Patients reported improvements in various symptoms, including fatigue/energy levels (90% of patients reported improvement), stamina/endurance (90%), muscle strength (80%) and appetite (70%). In addition, most patients reported improvement in daily life activities (90%), physical activities (90%) and quality of life (80%).
"Our patient community is in dire need of a therapy that addresses the complex, multi-system challenges that occur in Barth syndrome," said Emily Milligan, Barth Syndrome Foundation Executive Director. "The positive findings presented today that elamipretide may improve fatigue and overall quality of life for people living with this devastating disease are encouraging that a potential therapy could finally be on the horizon."

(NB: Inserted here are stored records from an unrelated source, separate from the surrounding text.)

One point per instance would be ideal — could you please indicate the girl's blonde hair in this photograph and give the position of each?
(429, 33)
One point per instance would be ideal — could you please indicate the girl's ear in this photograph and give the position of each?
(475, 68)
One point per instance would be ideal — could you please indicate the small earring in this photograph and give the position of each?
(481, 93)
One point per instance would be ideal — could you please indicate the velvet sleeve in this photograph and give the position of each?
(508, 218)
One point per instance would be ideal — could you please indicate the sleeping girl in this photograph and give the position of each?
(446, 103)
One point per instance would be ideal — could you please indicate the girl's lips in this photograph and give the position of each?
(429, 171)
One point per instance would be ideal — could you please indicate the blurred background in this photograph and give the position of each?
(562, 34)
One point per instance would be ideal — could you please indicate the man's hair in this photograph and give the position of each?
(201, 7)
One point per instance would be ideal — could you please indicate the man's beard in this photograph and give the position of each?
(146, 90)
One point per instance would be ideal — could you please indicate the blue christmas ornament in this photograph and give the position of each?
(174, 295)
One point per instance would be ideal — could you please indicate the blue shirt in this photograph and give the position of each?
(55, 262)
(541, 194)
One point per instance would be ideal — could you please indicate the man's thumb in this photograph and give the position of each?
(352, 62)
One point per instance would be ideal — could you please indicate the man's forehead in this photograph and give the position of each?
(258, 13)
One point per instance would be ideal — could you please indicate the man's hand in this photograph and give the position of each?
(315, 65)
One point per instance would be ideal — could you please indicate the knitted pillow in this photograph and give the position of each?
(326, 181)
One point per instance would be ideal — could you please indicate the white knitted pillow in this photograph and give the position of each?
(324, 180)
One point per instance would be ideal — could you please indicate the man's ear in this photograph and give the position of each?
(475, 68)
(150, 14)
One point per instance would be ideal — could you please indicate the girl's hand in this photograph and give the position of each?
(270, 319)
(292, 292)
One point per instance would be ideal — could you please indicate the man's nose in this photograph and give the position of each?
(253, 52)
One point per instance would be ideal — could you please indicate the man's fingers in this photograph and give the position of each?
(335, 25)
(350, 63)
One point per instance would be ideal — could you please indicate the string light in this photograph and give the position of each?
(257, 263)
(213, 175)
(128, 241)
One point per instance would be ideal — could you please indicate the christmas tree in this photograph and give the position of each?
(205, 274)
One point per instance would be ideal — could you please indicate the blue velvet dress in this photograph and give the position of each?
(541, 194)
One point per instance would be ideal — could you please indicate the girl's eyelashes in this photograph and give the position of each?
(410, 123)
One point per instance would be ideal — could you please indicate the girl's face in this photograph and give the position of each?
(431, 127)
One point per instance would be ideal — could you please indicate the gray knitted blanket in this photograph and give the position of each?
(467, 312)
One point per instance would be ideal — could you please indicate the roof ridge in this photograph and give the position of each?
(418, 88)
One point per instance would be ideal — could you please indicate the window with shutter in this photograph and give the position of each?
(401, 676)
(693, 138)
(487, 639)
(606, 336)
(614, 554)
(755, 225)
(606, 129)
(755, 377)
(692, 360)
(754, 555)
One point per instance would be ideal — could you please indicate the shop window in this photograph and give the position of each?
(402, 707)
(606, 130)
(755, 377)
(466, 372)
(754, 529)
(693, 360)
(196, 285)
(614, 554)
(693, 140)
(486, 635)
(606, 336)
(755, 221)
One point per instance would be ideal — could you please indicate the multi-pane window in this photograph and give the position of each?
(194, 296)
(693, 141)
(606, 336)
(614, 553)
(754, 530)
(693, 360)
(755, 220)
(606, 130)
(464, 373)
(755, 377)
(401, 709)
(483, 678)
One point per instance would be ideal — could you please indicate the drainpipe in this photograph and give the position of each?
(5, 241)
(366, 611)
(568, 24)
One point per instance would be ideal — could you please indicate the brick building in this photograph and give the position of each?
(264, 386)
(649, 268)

In the placebo-controlled and open-label extension portions of the study, most adverse events were mild to moderate in severity. The most commonly reported adverse events included injection site reactions.
"We are encouraged by these signals that elamipretide may benefit individuals affected by the severe cardiolipin deficiency characteristic of Barth syndrome, which we believe to be one of the most challenging mitochondrial diseases for elamipretide due to reduced opportunity for elamipretide to engage with its target, cardiolipin," said Reenie McCarthy, Chief Executive Officer of Stealth BioTherapeutics. "These findings, which align with the improvements in activities of daily living reported by TAZPOWER subjects in our patient and caregiver perception of change video protocols, will inform our upcoming discussions on a regulatory path forward."
The U.S. Food and Drug Administration (FDA) has granted Fast Track and Orphan Drug designations for elamipretide for the treatment of Barth syndrome. Last summer, the Barth Syndrome Foundation (BSF) hosted a patient-focused drug development meeting with the FDA, from which the organization published a Voice of the Patient Report. The BSF recently shared the report with the FDA during a Professional Affairs and Stakeholder Engagement meeting.